Recevoir la newsletter

L'aide sociale à l'enfance 93 sous pression

Article réservé aux abonnés

Confrontés à la montée en flèche du nombre de mineurs isolés confiés à l'aide sociale à l'enfance, les travailleurs sociaux de Seine-Saint-Denis rencontrent de graves problèmes techniques et éthiques. Estimant que ces jeunes relèvent de la solidarité nationale, le département presse l'État de prendre le relais.

« Il y a quatre ans, l'aide sociale à l'enfance de la Seine-Saint-Denis prenait en charge une centaine de mineurs étrangers isolés ; aujourd'hui, le chiffre avoisine les 400 ! », alerte Claude Roméo, directeur de l'enfance et de la famille au conseil général. De par la situation des pistes d'atterrissage de l'aéroport de Roissy, ce sont, en effet, les services de l'aide sociale à l'enfance de Seine-Saint-Denis (ASE 93)   (1) qui se voient confier, par ordonnance de placement provisoire, ces jeunes, venus en France pour fuir la guerre ou la misère. Essentiellement issus de Sierra Leone, de République démocratique du Congo ou de Chine. Un afflux croissant qui provoque l'asphyxie du dispositif départemental de protection de l'enfance.

Le dispositif d'accueil engorgé

Premier problème : la place. « Ces mineurs représentent le tiers de nos placements en urgence. On finit donc par ajouter un matelas, puis deux, puis trois, puis on passe au fauteuil télé... », déplore Claude Roméo. Au foyer départemental d'adolescents de Montfermeil notamment, sur 113 entrées en 2001, 75 concernaient des jeunes arrivés de Roissy, soit près de 70 %. Ce foyer à court et moyen terme a d'ailleurs dû abandonner sa mission première. « Depuis un an et demi, explique Annie Benoît, chef de service , nous ne travaillons que sur l'urgence, et plus sur l'admission... Et ça ne suffit pas. » Viennent alors en soutien des foyers associatifs, des établissements sis hors du département, voire, en ultime recours, des assistantes maternelles. Au fil des ans, les relations entre circonscriptions et foyers se sont tendues. « Le dispositif est de plus en plus bloqué. Dans 80 % des cas, quand on appelle les foyers départementaux, il n'y a plus de places. Alors, on fait du “forcing”. Certains aussi traînent les pieds pour accepter ce profil de jeunes. Quand on se rend au tribunal à 17 heures, on est sûr de ne pas rentrer chez soi avant 22 heures. Et souvent ne trouve-t-on de solution que pour la nuit ! », soulignent, exaspérées, plusieurs éducatrices de circonscription adhérentes au mouvement Education et société (2) qui souhaitent garder l'anonymat. De son côté, Annie Benoît témoi- gne : « Quand on refuse, cela se passe très mal. Aucun dialogue n'est possible. En fait, nous sommes tous débordés et confrontés à une situation ingérable. C'est l'étranglement. »

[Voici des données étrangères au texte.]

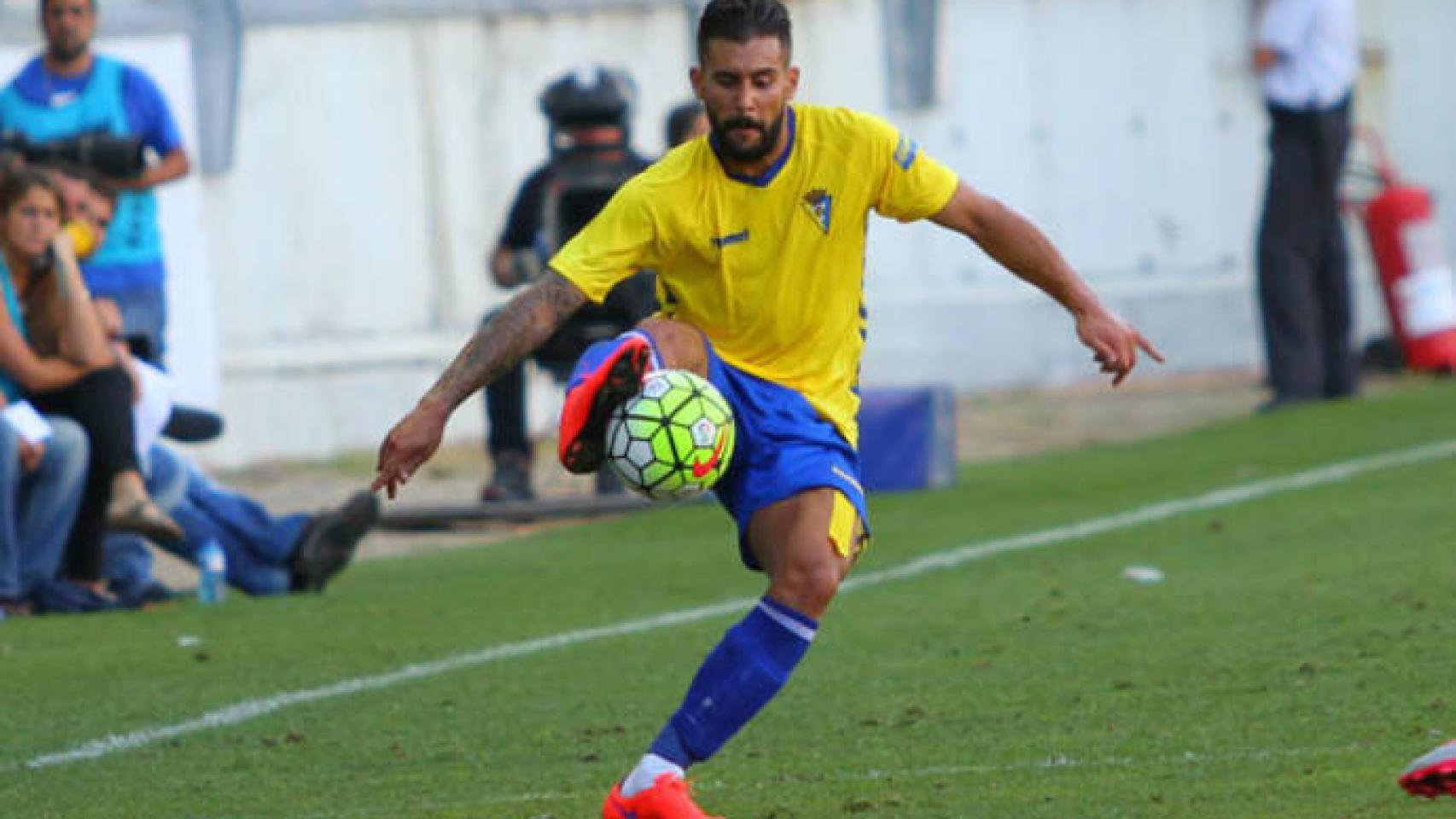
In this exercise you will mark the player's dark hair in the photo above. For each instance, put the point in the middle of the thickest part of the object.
(45, 3)
(742, 20)
(90, 177)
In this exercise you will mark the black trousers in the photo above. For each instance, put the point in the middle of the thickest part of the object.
(1303, 265)
(101, 404)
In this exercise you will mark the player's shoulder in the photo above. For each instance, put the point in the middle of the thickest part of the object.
(845, 131)
(674, 169)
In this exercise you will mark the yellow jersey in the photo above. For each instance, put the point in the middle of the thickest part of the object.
(771, 270)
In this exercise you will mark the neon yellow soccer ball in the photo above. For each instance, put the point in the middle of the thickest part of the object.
(672, 439)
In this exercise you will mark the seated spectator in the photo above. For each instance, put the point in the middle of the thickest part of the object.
(55, 352)
(267, 553)
(41, 485)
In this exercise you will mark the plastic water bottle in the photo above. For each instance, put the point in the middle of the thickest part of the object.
(212, 565)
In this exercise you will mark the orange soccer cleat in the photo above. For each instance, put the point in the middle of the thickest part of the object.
(608, 375)
(667, 799)
(1433, 774)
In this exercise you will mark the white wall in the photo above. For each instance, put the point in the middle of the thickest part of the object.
(376, 160)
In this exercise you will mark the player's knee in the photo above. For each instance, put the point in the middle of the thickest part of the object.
(678, 345)
(807, 585)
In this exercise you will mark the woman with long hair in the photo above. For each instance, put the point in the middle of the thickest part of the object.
(54, 352)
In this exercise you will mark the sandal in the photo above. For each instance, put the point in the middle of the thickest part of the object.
(143, 518)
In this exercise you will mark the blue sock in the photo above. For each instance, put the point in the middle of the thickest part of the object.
(737, 680)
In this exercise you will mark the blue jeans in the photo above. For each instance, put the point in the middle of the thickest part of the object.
(258, 544)
(37, 508)
(144, 320)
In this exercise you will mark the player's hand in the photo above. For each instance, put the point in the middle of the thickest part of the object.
(1114, 342)
(412, 441)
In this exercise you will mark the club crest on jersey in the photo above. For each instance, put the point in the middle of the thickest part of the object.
(820, 206)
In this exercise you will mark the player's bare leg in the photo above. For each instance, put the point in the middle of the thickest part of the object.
(678, 345)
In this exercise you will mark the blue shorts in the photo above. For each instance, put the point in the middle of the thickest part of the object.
(783, 447)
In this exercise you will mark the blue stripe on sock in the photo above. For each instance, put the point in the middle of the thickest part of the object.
(736, 681)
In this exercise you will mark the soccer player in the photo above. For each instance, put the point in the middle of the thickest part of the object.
(757, 235)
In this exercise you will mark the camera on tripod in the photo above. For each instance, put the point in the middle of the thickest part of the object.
(103, 153)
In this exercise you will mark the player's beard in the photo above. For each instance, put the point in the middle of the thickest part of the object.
(67, 54)
(767, 137)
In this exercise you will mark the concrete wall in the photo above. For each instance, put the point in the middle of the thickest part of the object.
(375, 162)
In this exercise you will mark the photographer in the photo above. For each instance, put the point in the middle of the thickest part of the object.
(590, 159)
(72, 93)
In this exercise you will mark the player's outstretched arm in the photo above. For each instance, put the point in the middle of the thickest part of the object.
(523, 326)
(1022, 249)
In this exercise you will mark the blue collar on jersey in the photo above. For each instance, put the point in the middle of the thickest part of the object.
(763, 179)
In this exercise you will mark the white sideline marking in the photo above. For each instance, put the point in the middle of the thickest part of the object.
(866, 775)
(1218, 498)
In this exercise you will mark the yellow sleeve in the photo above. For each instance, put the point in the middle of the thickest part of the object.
(620, 241)
(911, 185)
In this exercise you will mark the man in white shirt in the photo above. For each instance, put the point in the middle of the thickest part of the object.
(1307, 54)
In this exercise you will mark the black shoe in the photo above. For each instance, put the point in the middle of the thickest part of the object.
(328, 544)
(193, 425)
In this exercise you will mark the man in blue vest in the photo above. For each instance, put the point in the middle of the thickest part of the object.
(70, 90)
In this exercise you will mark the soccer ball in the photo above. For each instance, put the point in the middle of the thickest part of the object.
(673, 439)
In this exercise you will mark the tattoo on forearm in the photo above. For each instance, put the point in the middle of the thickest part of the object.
(525, 325)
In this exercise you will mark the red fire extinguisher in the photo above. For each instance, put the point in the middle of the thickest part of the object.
(1416, 276)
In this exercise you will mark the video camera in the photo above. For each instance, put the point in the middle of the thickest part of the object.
(103, 153)
(590, 159)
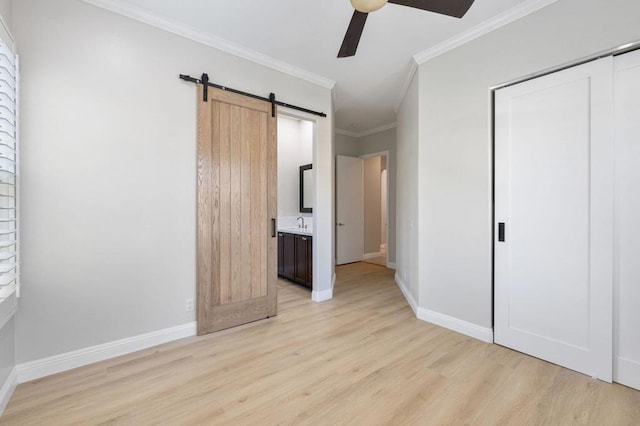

Autre conséquence essentielle : les jeunes du département ne bénéficient pas de la prise en charge qu'ils sont en droit d'attendre. « Cela se fait forcément à leur détriment, déplore Michel Tanguy, chef de service au foyer départemental d'adolescentes de Villemomble. Nous, nous recevons des jeunes dans des situations très dégradées. Là, j'ai dix demandes d'admission auxquelles je ne peux répondre. Bien sûr, les circonscriptions trouvent des solutions, mais les éducateurs nous choisissent aussi parce que notre prise en charge est adaptée à telle ou telle adolescente. Cela vient donc empêcher notre mission. Il faudrait des dispositifs distincts, avec des équipes distinctes. » A cela s'ajoute souvent un sentiment d'incompétence. Ainsi se plaint l'une des membres d'Education et société : « Alors que nous avons déjà la prévention, l'accueil, le raccommodage social du 93, d'ailleurs en hausse sensible, on nous impose une nouvelle mission complexe, humanitaire, exigeant des savoir-faire que nous n'avons pas ! »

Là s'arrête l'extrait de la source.